LATELY, one of the most interesting subjects I have become fond of is neuroscience. The first time I came across the word “neuroscience” was when I was preparing a strategic communication seminar for communications and public relations (PR) executives, which was held in Victoria Falls. Then it dawned on me that unless people acquire some understanding of the functioning of the human brain, be it at the workplace or otherwise, it would be difficult for them to connect and influence positive action on one another.
People Management Issues with Robert Mandeya
For the purpose of this article, I will attempt to couch an appropriate definition of neuroscience in a way it would be understood by a layman. Neuroscience, also known as neural science, is the study of how the nervous system develops, its structure and what it does. Neuroscientists focus on the brain and its impact on behaviour and cognitive functions. From this definition already we can discern that it is something to do with the human psychology. It is therefore imperative for those in leadership to at least acquire some general understanding of psychology vis-a-vis human behaviour for them to be able to connect and influence desirable behaviour in their subordinates.
In the workplace, where executives need to change the behaviour of potentially thousands of employees, some understanding of what goes on in the human brain at any particular moment cannot be over emphasised.
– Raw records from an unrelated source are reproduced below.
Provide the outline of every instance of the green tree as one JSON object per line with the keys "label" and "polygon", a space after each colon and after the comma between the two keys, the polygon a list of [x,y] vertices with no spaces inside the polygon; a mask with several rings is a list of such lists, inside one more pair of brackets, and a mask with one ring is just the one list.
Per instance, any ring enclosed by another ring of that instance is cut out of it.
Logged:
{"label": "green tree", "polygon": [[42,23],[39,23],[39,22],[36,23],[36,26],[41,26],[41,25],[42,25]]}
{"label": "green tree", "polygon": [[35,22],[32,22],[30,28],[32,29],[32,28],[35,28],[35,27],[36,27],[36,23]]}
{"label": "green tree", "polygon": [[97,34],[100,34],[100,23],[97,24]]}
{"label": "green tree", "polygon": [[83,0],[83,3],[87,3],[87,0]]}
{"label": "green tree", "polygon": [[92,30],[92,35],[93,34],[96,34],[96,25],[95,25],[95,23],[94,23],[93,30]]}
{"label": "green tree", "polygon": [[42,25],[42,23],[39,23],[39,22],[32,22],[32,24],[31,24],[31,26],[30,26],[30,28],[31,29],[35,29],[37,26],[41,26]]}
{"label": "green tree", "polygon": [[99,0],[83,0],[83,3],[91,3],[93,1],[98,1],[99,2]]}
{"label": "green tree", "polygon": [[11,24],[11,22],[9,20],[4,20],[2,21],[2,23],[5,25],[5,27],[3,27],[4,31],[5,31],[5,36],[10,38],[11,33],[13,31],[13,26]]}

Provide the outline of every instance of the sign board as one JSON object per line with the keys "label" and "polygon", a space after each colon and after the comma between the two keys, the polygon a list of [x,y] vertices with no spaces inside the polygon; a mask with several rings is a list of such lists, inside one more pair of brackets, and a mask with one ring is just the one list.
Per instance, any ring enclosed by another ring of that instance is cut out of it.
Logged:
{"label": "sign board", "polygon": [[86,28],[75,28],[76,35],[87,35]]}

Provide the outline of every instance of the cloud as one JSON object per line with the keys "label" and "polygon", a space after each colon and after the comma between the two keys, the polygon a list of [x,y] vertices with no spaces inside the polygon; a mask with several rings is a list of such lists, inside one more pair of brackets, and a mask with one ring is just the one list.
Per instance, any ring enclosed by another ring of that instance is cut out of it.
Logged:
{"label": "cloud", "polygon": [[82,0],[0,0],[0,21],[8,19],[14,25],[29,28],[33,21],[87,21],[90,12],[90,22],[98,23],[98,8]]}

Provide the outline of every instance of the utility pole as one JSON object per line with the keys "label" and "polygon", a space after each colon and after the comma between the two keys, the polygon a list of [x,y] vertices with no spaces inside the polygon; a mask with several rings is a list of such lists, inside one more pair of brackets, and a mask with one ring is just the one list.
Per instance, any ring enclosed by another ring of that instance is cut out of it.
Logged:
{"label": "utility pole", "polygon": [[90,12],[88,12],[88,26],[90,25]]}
This issue applies to communication in as much as it does to any human engagement endeavour. But getting people to change their behaviour is easier said than done. Change literally hurts us. Why this is so is because the part of the brain used to build new habits uses a lot more energy than the part that is used for old habits. A simple example is when someone that has been driving a car for years goes somewhere in the world where they drive on the other side of the road. They will find driving incredibly difficult. Or if you are used to an automatic vehicle and suddenly switch to a manual, you will face a challenge before you get used to it.
Why understand human psychology
Why understanding of the psychology or brain functioning of people matters most to leadership is that it can give you insights into things like how people feel about how much freedom they have and what their relationships at work are like, which as you will soon see, are very important when planning employee engagement programmes. This knowledge will help leaders to have an understanding of how to treat employees so that they are more engaged and enjoy their work, ultimately leading to a more successful business. More importantly If managers could have a better sense of their employees’ behaviour, they would be better able to help them grow and be better at work. It goes without saying that humans are so fragile and complex, and we have not even come close to fully understanding how our minds work — although incredible progress has been made.
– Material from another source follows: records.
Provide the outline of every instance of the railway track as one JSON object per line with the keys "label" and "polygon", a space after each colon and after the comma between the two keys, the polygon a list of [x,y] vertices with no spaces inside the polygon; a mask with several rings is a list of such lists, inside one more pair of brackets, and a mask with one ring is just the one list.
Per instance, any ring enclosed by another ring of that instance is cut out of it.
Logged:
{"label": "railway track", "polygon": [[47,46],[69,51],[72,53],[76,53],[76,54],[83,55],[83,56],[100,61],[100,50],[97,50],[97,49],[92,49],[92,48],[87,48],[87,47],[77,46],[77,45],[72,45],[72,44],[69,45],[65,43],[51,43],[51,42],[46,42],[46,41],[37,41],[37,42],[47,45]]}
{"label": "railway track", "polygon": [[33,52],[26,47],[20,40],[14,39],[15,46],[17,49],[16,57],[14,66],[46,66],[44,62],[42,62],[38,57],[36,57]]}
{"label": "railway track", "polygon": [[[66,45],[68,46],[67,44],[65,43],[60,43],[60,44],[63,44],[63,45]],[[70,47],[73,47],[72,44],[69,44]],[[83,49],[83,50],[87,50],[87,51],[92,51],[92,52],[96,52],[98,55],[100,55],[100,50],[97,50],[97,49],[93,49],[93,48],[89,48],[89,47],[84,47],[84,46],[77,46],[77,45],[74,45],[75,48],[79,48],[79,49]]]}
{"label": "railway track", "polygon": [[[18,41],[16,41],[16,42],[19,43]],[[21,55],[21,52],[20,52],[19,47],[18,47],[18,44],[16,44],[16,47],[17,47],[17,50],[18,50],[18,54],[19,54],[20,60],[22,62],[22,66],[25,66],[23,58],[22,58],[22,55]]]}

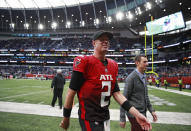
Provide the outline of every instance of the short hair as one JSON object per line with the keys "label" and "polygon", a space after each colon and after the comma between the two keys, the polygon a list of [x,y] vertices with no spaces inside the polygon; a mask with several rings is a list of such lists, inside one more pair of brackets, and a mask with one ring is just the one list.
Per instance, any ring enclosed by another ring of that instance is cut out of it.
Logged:
{"label": "short hair", "polygon": [[145,55],[136,55],[135,56],[135,62],[140,62],[141,61],[141,57],[147,58],[147,56],[145,56]]}

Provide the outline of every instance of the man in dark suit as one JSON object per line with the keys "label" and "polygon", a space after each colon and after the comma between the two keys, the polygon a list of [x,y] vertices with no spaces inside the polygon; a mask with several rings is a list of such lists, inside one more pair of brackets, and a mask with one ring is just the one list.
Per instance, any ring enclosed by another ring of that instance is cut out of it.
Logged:
{"label": "man in dark suit", "polygon": [[53,99],[51,103],[52,107],[55,106],[58,97],[59,106],[60,109],[62,109],[62,94],[63,94],[64,84],[65,84],[65,78],[62,75],[62,70],[58,69],[57,75],[54,77],[51,84],[51,90],[53,91]]}
{"label": "man in dark suit", "polygon": [[[148,89],[146,83],[145,70],[148,66],[147,57],[138,55],[135,57],[136,69],[127,77],[124,96],[129,102],[143,115],[146,116],[147,109],[153,116],[153,121],[157,121],[157,115],[152,108],[148,97]],[[131,123],[131,131],[143,131],[141,126],[137,123],[134,116],[127,112],[127,117]],[[125,128],[126,117],[125,110],[120,108],[120,126]]]}

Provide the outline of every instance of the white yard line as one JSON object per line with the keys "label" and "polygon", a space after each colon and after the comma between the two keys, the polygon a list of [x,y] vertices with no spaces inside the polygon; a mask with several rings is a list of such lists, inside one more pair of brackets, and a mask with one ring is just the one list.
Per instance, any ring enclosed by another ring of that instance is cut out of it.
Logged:
{"label": "white yard line", "polygon": [[148,87],[153,88],[153,89],[157,89],[157,90],[162,90],[162,91],[172,92],[172,93],[176,93],[176,94],[181,94],[181,95],[185,95],[185,96],[191,96],[191,93],[185,92],[185,91],[157,88],[155,86],[150,86],[150,85],[148,85]]}
{"label": "white yard line", "polygon": [[10,90],[12,88],[0,88],[0,90]]}
{"label": "white yard line", "polygon": [[[15,102],[3,102],[0,101],[1,112],[13,112],[21,114],[35,114],[42,116],[57,116],[63,117],[62,110],[53,108],[50,105],[40,104],[26,104]],[[180,112],[156,112],[158,115],[158,121],[156,123],[161,124],[178,124],[178,125],[191,125],[191,113]],[[110,109],[111,120],[119,121],[120,111],[119,109]],[[148,119],[152,122],[152,116],[148,113]],[[71,118],[78,118],[78,107],[73,107]],[[128,120],[128,119],[127,119]]]}
{"label": "white yard line", "polygon": [[28,94],[19,94],[19,95],[14,95],[14,96],[7,96],[7,97],[1,97],[0,100],[3,100],[3,99],[9,99],[9,98],[15,98],[15,97],[21,97],[21,96],[28,96],[28,95],[33,95],[33,94],[40,94],[40,93],[43,93],[43,92],[48,92],[47,91],[38,91],[38,92],[31,92],[31,93],[28,93]]}
{"label": "white yard line", "polygon": [[48,88],[48,86],[17,86],[13,88],[0,88],[0,90],[12,90],[15,88]]}
{"label": "white yard line", "polygon": [[13,101],[15,101],[15,99],[10,99],[10,100],[7,100],[7,101],[9,101],[9,102],[13,102]]}
{"label": "white yard line", "polygon": [[44,101],[41,101],[41,102],[39,102],[38,104],[43,104],[44,103]]}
Please note a few theories discussed here are only scratching the surface of the amount of research that is out there on what affects human behaviour. I will share with you a few of these theories and hope this will ignite your sense of inquiry to dig deeper into the intricacy of this subject.
Maslow’s hierarchy of needs
A lot many of us are familiar with this theory but essentially what the theory is, is that a person’s basic needs must be met before they can go on to higher level needs. According to the hierarchy, you need to achieve the first, before moving on. The way that leaders can apply this is by making sure that all of your bases are covered particularly the issue of salaries. With the current economic crisis we have so many organisations struggling or even failing to fulfill this very basic need.
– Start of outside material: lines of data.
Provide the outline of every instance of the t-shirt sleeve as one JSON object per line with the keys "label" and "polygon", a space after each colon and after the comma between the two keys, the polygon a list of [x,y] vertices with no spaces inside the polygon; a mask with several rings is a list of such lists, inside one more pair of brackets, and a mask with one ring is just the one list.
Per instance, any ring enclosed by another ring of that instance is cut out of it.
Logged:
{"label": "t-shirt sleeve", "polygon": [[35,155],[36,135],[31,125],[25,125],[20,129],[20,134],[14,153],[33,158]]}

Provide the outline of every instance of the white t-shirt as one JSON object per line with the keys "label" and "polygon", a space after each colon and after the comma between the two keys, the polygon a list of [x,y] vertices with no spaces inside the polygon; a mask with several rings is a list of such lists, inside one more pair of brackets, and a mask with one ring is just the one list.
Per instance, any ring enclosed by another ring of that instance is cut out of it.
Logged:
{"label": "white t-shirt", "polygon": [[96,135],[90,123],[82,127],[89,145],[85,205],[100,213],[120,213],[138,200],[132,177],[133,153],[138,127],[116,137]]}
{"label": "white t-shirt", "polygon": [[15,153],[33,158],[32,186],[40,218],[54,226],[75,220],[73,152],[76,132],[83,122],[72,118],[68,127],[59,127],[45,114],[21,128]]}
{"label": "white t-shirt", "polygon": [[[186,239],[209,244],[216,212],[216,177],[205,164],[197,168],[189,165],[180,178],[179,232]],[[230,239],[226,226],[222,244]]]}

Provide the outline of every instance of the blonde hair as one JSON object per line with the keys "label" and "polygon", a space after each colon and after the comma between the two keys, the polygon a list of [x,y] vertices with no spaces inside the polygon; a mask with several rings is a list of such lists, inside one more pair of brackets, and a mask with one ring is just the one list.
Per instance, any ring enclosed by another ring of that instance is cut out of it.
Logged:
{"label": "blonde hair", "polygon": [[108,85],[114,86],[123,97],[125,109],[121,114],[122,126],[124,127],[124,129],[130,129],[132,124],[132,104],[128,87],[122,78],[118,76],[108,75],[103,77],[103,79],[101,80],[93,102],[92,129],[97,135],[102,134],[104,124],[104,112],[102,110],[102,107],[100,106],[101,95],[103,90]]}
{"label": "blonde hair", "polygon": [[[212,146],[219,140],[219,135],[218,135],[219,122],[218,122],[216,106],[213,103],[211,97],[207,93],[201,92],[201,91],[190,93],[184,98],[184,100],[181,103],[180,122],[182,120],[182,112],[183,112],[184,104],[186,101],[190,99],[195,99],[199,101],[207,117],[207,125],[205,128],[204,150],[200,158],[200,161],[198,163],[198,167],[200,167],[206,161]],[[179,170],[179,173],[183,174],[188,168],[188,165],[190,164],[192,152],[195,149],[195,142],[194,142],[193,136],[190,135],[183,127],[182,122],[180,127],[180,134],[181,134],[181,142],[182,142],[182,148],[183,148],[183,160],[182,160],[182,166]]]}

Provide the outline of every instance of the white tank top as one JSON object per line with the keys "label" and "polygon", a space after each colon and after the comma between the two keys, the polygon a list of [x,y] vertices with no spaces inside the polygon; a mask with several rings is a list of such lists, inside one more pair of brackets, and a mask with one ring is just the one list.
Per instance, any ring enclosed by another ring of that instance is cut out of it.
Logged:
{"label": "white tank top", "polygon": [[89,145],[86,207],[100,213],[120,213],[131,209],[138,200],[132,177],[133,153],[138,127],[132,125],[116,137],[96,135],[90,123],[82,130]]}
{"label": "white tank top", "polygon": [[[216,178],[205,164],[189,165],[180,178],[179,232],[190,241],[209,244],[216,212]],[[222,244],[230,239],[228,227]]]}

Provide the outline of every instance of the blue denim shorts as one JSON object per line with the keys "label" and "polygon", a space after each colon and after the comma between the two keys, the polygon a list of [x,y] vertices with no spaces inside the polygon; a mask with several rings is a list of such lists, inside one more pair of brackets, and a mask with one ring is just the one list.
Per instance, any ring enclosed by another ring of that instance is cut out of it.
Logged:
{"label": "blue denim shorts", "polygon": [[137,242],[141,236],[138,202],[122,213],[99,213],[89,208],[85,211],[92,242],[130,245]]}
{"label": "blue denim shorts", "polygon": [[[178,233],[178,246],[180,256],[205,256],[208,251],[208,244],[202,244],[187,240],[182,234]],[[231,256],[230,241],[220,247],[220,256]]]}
According to recent research, the secret to making employees happy is by encouraging self-expression and letting new employees bring their unique values and perspectives to the job. This has to be done from day one.What the research indicates, is that many onboarding processes are flawed, where they try and indoctrinate employees into the way the company does things instead of simply allowing them to express themselves and bring their insights to the job. However this issue is subject to debate.
Groupthink is a psychological phenomenon that happens in a group of people, where the search for harmony and conformity leads people to not innovate and not express their true opinions; which usually leads to poor decisions being made. This is particularly true of our culture in Shona where people do not freely express their mind for the sake of being polite. (Kuita gudzira mukanwa) In Chimanyika where I come from they call it “Gwawa.” This is a very bad culture in business. We have situations where people tell you what you want to hear for the sake of avoiding offending you.
Managers need to be aware of this during brainstorming sessions. While a great idea in theory, what usually ends up happening is the loudest person in the room ends up taking over and end up controlling the meeting.
Herzberg’s motivation-hygiene theory
The theory is, that “motivation” factors, like recognition, growth, autonomy and enjoying the work itself are what really lead to job satisfaction. On the other hand, job dissatisfaction comes from “hygiene” factors, like the physical work environment, salary, and job security.Why this theory is so interesting, is that fixing the issues that lead to job dissatisfaction (like paying someone a higher salary) will not necessarily lead to job satisfaction. All those fancy perks and bonuses do not mean anything if we have no autonomy, recognition, or growth at work.
Even more interesting, being recognised and having that autonomy will not offset being paid poorly or not enjoying your work environment.
There are so many other theories which might help managers understand human behaviour but because of space I cannot go into a lot many of these now.